Wires belong to the past: in all areas, communications are increasingly taking place without them. Unlike wired communications, wireless networks based on embedded systems deployed as intercommunicated nodes offer a whole host of advantages.
The most obvious one is that they require fewer materials, and both installation and maintenance are more straightforward, and these aspects have significant repercussions with respect to their price.
They also allow places that are difficult to access to be reached, and new information that was once inaccessible in such places can now be obtained. What is more, they offer the chance to develop novel features and to open up new channels of business.
Impact on sectors
Industrial wireless communications have applications in the railway, automotive, power generation and capital goods sectors as well as in all types of production plants.
The market is demanding products that are increasingly more ‘intelligent’. So they have to be capable of gathering, processing and offering key information, such as data on how they are functioning, and be capable of being handled in a remote, dependable and secure way. Products that are more efficient, equipped with more capabilities and which are able to comply with the established regulations are being increasingly sought after.
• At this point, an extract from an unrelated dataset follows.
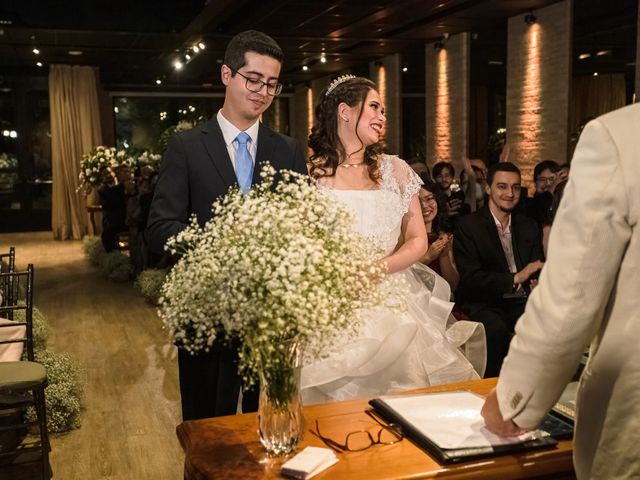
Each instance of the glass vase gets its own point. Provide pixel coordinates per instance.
(280, 418)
The advantages offered by wireless networks in this respect are numerous. But to replace the wire and be useful in sectors such as industry or transport, they need to be dependable, robust, and secure even in hostile environments.
It is in fact in environments such as industry or means of locomotion that have characteristics that make them tremendously hostile for networks of this type: distances, materials, vibrations or interference are a real challenge.
Embedded systems offering high dependability and security are a key tool when it comes to successfully resolving these problems; they will drive forward the popularising of wireless solutions and the opportunities arising out of them.
Fresh opportunities
Industrial automation systems (consisting of a sensor, a control device and an actuator) have traditionally been deployed by means of architectures connected by wire. Thanks to the new technologies it is possible to set up wireless networks that allow elements to be fitted with sensors, such as train wheels or the head of a machine, for example; this is something that has been impossible to do until now.
The possibility of reaching hitherto inaccessible spots and thus obtain new data and capabilities is driving forwards servitization; this is a process that is turning out to be a true revolution in industrial activity thanks to which companies, apart from products, are offering more and more services related to them.
Wireless communication networks allow machines to be handled remotely and more and better data to be obtained on the way the devices to which they have been fitted are functioning; this allows the deployment of a whole range of services, such as maintenance, updates, repairs, remote management, charge per use, etc. to be made.
It is this enhanced ‘intelligence’ of devices that is in fact underpinning the connection between machines known as the “internet of things”, or what boils down to the same thing, a network of objects connected to each other via the Internet and capable of interacting. This trend is fast becoming widespread in everyday objects, devices and machines in the home and in the professional sphere.
Personalisation
As has been made clear, industry and the means of locomotion are hostile environments for wireless communications for various reasons. Each scenario has its own circumstances and these are rarely repeated. So there are no technological solutions that can be used for everything and which, at the same time, offer acceptable levels of dependability and safety.
In order to maximise the availability of the link, it is necessary to design robust communication systems adapted to the specific circumstances of each space.
To do this, technologies such as real-time, time-critical, security, network coding ones, cognitive radio and the design of digital-physical levels need to be developed; this will enable secure, high availability wireless systems (safety-critical) with adequate levels of security (focussing on privacy and the inviolability of communications) to be developed.
IK4-IKERLAN’s capabilities
At IK4-IKERLAN we have been developing technologies of this type for companies and working on the so-called 'wireless industrial' technology for over seven years. We are capable of deploying the developments in an integral way including all the phases in the cycle: conception, design, development, verification plus functional and non-functional validation.
The line of Research into Embedded Systems offering high dependability and security has over recent years obtained 20 defences and papers at prestigious international congresses; we have had 12 articles published in leading journals and we have defended 5 PhD theses with international mention.
We have also established relations with leading institutions, such as the MIT, TTTech, the University of Edinburgh, IMEC and the University of Ilmenau, among others.
As regards intellectual property, we have registered the property of two key components: the particularising of an algorithm in Network Coding that offers a significant increase in the quality of service in the communications, and a wireless protocol optimised for use in industrial scenarios.
From the point of view of industrial transfer, we have promising activity with several of our customers and we are also exploring new opportunities for activity with companies nationally and internationally.